This is the hardest part.

One of my close friends is (still) in a situation that is similar to what you've described, lily dale. For the last year-and-a-half, my ex and I have been horrified at descriptions of our friend's partner's behaviour. She has left, several times, but keeps coming back. I've even spoken to her partner, several times-- it's been excruciating to have to listen to him monologue for 45 minutes straight, asserting and re-asserting how much he "loves" her, and "would never hurt her", and talk about how his behaviour is meant to help her "get out of her rut", and so forth.

When you experience trauma bonds, you can be at a place where you're admitting to yourself, and others, "this person is abusing me", and yet you simultaneously-- and, in fact, as a direct response to the abuse-- have an overwhelming desire for the abusive person to apologize, to improve, for things to normalize.
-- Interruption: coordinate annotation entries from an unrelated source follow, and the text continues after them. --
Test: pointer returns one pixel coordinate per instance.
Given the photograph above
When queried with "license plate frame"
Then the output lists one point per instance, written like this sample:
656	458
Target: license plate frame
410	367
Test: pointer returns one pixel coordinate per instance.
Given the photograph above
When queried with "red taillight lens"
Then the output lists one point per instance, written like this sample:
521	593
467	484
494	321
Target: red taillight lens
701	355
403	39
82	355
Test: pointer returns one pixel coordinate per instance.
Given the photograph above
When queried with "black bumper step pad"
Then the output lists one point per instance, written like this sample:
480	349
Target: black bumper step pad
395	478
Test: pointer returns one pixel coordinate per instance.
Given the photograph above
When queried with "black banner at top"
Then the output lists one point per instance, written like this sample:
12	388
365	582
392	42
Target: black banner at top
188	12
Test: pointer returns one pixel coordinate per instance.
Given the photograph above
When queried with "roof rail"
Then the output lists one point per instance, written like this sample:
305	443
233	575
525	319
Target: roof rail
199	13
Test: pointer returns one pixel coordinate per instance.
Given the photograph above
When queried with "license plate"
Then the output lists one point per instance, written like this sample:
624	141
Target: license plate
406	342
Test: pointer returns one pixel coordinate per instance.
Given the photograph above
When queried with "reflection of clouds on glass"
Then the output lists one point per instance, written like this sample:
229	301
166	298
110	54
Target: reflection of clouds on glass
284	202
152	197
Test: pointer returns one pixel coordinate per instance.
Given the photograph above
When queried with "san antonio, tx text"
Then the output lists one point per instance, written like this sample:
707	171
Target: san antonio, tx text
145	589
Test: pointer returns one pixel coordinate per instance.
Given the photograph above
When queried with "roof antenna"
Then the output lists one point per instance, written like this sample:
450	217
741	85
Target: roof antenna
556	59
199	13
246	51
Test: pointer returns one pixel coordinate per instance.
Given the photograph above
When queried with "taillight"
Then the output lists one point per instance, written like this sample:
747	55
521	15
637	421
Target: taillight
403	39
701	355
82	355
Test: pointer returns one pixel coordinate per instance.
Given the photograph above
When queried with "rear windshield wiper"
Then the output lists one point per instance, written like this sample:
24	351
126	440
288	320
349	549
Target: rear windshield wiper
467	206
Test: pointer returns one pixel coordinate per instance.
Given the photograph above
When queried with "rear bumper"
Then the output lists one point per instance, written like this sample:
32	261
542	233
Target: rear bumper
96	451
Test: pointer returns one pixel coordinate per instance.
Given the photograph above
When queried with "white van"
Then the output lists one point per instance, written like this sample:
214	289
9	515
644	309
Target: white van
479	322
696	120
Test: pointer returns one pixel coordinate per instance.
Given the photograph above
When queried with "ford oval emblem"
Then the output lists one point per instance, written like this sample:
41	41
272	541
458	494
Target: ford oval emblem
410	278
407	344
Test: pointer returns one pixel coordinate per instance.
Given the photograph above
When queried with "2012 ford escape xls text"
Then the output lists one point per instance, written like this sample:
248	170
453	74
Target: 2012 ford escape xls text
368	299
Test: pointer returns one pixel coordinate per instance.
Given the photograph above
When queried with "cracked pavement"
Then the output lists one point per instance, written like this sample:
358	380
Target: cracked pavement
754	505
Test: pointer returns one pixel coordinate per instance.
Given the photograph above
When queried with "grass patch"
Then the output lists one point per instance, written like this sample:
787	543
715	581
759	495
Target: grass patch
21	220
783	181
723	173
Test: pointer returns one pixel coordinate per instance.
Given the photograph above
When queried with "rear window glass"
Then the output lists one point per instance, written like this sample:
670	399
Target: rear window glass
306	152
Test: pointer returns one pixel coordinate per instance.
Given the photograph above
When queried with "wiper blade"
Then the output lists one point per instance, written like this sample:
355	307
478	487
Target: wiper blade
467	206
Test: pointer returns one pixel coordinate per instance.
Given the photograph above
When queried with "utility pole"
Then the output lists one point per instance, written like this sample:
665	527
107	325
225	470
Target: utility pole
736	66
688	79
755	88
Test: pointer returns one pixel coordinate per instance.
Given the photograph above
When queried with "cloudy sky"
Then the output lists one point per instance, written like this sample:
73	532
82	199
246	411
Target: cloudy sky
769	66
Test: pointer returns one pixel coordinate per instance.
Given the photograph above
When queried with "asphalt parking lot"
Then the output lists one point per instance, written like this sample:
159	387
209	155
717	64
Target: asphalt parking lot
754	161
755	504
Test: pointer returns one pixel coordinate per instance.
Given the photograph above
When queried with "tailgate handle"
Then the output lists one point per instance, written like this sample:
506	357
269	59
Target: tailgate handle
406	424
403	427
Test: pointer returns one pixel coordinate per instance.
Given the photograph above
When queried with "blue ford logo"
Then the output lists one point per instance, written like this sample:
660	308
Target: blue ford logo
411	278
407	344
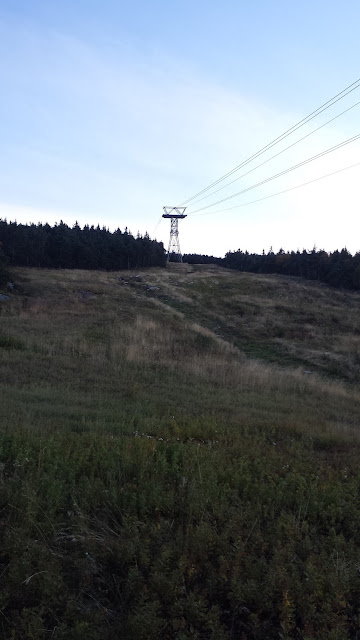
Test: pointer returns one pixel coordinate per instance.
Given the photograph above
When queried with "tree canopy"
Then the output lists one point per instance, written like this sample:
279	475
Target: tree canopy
61	246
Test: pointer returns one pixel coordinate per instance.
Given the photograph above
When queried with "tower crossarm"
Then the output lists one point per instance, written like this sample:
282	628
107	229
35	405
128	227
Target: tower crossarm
174	214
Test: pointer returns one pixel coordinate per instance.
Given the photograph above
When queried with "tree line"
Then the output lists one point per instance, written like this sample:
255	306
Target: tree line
337	268
64	247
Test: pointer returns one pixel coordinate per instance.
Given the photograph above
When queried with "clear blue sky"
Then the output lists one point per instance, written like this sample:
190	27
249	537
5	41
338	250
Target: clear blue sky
109	110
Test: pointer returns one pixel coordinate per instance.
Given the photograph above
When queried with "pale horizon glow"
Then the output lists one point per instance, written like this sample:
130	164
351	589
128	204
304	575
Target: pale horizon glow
104	120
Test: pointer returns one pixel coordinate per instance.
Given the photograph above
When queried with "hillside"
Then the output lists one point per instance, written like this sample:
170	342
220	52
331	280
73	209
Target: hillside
179	452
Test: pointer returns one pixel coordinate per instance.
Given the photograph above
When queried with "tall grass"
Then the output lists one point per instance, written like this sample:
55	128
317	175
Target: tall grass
159	481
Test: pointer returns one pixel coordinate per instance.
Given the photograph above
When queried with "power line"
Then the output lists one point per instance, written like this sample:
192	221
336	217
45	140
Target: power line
303	184
313	114
281	173
276	154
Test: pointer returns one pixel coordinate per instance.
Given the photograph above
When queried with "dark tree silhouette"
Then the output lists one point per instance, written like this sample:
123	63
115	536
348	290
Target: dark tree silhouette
64	247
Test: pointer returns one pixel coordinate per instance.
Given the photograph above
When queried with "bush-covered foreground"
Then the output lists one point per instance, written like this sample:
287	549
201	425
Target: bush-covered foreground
157	482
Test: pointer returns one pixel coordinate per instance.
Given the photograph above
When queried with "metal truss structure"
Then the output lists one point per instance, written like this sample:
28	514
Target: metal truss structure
174	214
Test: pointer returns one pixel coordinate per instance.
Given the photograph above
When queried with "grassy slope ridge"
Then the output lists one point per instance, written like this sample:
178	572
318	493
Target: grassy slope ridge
168	469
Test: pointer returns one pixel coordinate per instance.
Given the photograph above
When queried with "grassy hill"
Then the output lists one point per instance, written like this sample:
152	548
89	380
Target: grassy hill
179	456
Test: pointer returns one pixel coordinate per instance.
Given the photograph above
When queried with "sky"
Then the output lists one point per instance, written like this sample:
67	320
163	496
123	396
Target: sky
110	110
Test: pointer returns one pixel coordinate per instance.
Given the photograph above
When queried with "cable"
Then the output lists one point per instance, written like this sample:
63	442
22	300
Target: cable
281	173
303	184
276	154
284	135
157	226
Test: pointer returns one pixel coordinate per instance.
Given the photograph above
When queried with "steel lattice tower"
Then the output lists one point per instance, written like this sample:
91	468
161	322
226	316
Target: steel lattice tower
174	214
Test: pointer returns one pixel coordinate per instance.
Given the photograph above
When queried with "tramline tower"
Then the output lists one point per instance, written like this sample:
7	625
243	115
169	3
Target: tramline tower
174	214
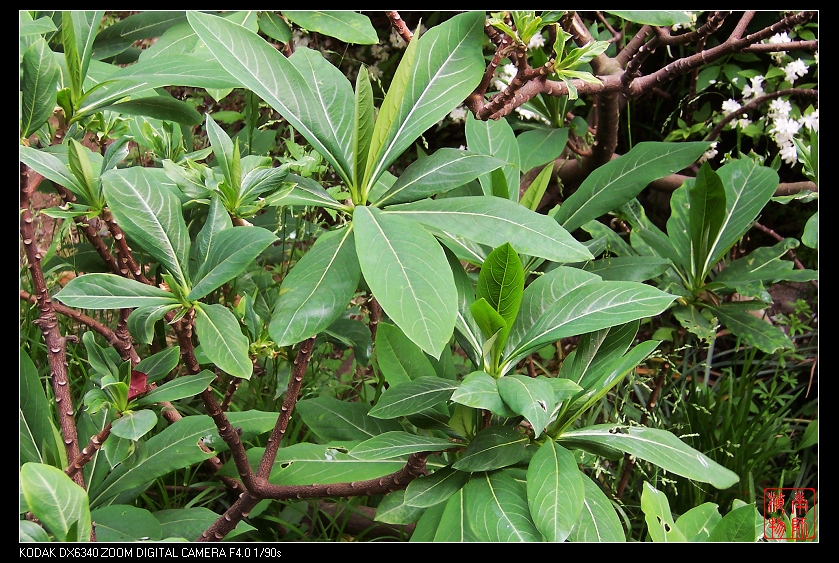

This (along with domestic and economic factors) is what keeps a person in this situation, the addiction to crumbs of normalcy, to apologies (when they're given), to small gestures of kindness that feel oversized.

I don't know how to convince a person to leave a situation such as this, my own efforts have not been successful. My therapist advised me to have the escape resources on hand when she does decide to leave. Also: to "plant seeds of doubt" without fully demonizing her partner. (I cannot attest to the efficacy of the latter.)

My mother, who provides legal representation to abusive individuals, abused individuals, and children, said that the most effective method in her experience is to attempt to persuade the woman to, at the very least, attend women's support groups. That in being a group with other individuals who may be in similar situations may provide clarity to her own situation, and may prepare her mentally to exit.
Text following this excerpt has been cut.